История повторилась, но в следующий раз – с другим исходом. Спустя шестьдесят лет преподаватель Каирского университета Наср Хамид Абу Зейд своей работой «Критика исламского дискурса» вызвал гнев своих более консервативных коллег-мусульман, один из которых произнес в его адрес обвинительную речь во время проповеди в мечети Амра ибн аль-Аса. За этим последовали судебные иски, требующие признать Абу Зейда вероотступником. После нескольких лет судебных тяжб он с женой покинул Египет и уехал в Лейден. Я встретила его в 1999 году в Оксфорде, на конференции под соответствующим названием – «Переосмысление ислама». Он спросил, поеду ли я по ее окончании в Каир. Я кивнула. «Передайте, что я скучаю», – сказал он. Когда прошло достаточно времени и претензии к нему подзабылись, он вернулся на родину, где умер в 2010 году. И вот очередная историческая несправедливость: в год, когда он умер, «Альф лейла ва-лейла» оказалась под угрозой нового официального запрета.

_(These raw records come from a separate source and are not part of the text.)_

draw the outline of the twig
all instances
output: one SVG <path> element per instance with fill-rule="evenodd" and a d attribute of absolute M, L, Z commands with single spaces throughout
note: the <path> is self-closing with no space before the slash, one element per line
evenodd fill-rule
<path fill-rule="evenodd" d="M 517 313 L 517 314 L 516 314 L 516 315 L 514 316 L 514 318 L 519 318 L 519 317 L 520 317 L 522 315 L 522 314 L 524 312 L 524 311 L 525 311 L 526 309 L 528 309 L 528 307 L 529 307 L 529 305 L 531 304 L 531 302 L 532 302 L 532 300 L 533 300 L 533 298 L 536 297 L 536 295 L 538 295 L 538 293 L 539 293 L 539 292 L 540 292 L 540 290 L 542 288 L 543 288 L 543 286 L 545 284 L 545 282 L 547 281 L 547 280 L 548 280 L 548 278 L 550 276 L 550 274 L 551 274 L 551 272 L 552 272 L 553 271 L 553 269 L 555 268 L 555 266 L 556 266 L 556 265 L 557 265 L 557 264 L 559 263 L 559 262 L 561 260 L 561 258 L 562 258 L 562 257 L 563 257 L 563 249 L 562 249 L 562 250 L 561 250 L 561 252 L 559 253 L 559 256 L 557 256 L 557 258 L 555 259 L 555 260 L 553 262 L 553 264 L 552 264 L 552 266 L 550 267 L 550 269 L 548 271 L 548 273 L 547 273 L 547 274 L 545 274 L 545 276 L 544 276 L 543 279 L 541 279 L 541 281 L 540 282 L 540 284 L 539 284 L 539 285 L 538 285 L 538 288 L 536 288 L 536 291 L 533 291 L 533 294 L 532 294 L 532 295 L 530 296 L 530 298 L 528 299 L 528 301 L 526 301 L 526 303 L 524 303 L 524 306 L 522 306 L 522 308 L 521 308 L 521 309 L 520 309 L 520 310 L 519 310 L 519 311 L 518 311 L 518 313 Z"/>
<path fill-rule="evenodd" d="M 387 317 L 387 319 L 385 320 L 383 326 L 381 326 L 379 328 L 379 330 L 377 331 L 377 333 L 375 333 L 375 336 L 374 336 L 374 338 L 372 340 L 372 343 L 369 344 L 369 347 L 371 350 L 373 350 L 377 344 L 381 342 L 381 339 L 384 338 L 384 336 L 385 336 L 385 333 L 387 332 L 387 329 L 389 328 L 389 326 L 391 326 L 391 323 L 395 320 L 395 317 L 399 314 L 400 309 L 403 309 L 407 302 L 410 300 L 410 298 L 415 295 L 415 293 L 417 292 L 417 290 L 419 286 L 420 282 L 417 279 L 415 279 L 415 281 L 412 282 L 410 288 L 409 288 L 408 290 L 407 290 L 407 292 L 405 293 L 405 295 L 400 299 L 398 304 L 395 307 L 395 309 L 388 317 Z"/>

Доктор Медхат был прав. Книги живут и умирают, как и языки. Литературная классика по сей день недоступна большинству египтян. Хотя во всем мире переводы арабской классики широко распространены и известны, на Ближнем Востоке ее почти не читают – и по причине массовой безграмотности, и по причине недоступности языка, которым она написана. На аммийе она не переиздается. С прошлым нас связывают напряженные отношения, и зачастую мы недостаточно хорошо его понимаем. Происходит это в значительной степени потому, что мы накрепко заперли двери в историю. И я не уверена, что один книжный магазин – или даже четыре магазина – могли бы их отворить.
– Это просто возмутительно!
– Что, простите? – обернувшись, я увидела перед собой доктору Ибтисам, одну из самых вредных клиенток Diwan, которая перекочевала к нам на Замалек из филиала, расположенного в Каирском университете, где она преподавала. На классическом арабском ее имя значит «улыбка», но вопреки ему она никогда не улыбалась и не вызывала улыбки у окружающих.
– Доктора, чем вы недовольны сегодня? – спросила Хинд с напускным добродушием.
– Кошмар, какие у вас книги дорогие. Вот из-за таких магазинов издатели с ума сходят от жадности. Ставят просто неподъемные цены. Не у всех такой широкий карман, как у ваших постоянных покупателей на Замалеке и в Маади.
– Я думала, вы, как преподаватель литературы, должны были бы, скорее, одобрять инвестирование в нашу литературу и культуру.
– Это не инвестирование. Это грабеж. Как вы собираетесь популяризировать чтение, если никто не может позволить себе ваши книги?
– Я не так хорошо разбираюсь в арабской литературе, как вы, – сказала Хинд с искренней скромностью, – поэтому скажу не как читатель, а как книготорговец. Когда я впервые заполняла полки на Замалеке, все, что у нас было, – старые, гнившие на складах издания. Вы и сами их помните: ужасная бумага, смазанная типографская краска, жуткие обложки, ржавые скобы вместо корешка. Они стоили всего несколько египетских фунтов, но их никто особо не брал. Сейчас, меньше чем десять лет спустя, у независимых издательств появилась масса клиентов, которые ценят качество и готовы за него платить. Издательства приобрели доступные им права. Выпустили заново все, что находилось в общественном достоянии. Посмотрите на эти переплеты, на четкость печати, на красивые обложки. Избранные сочинения Нагиба Махфуза были опубликованы в массе вариантов, и каждая такая книга – замечательное приобретение для любой библиотеки. Теперь книги наших мастеров не только читают, но и берегут, перечитывают и передают следующим поколениям. Люди не боятся платить за высокое качество: они все равно покупают и читают эти книги. Сколько магазинов открылось после Diwan? Сколько новых издательских домов?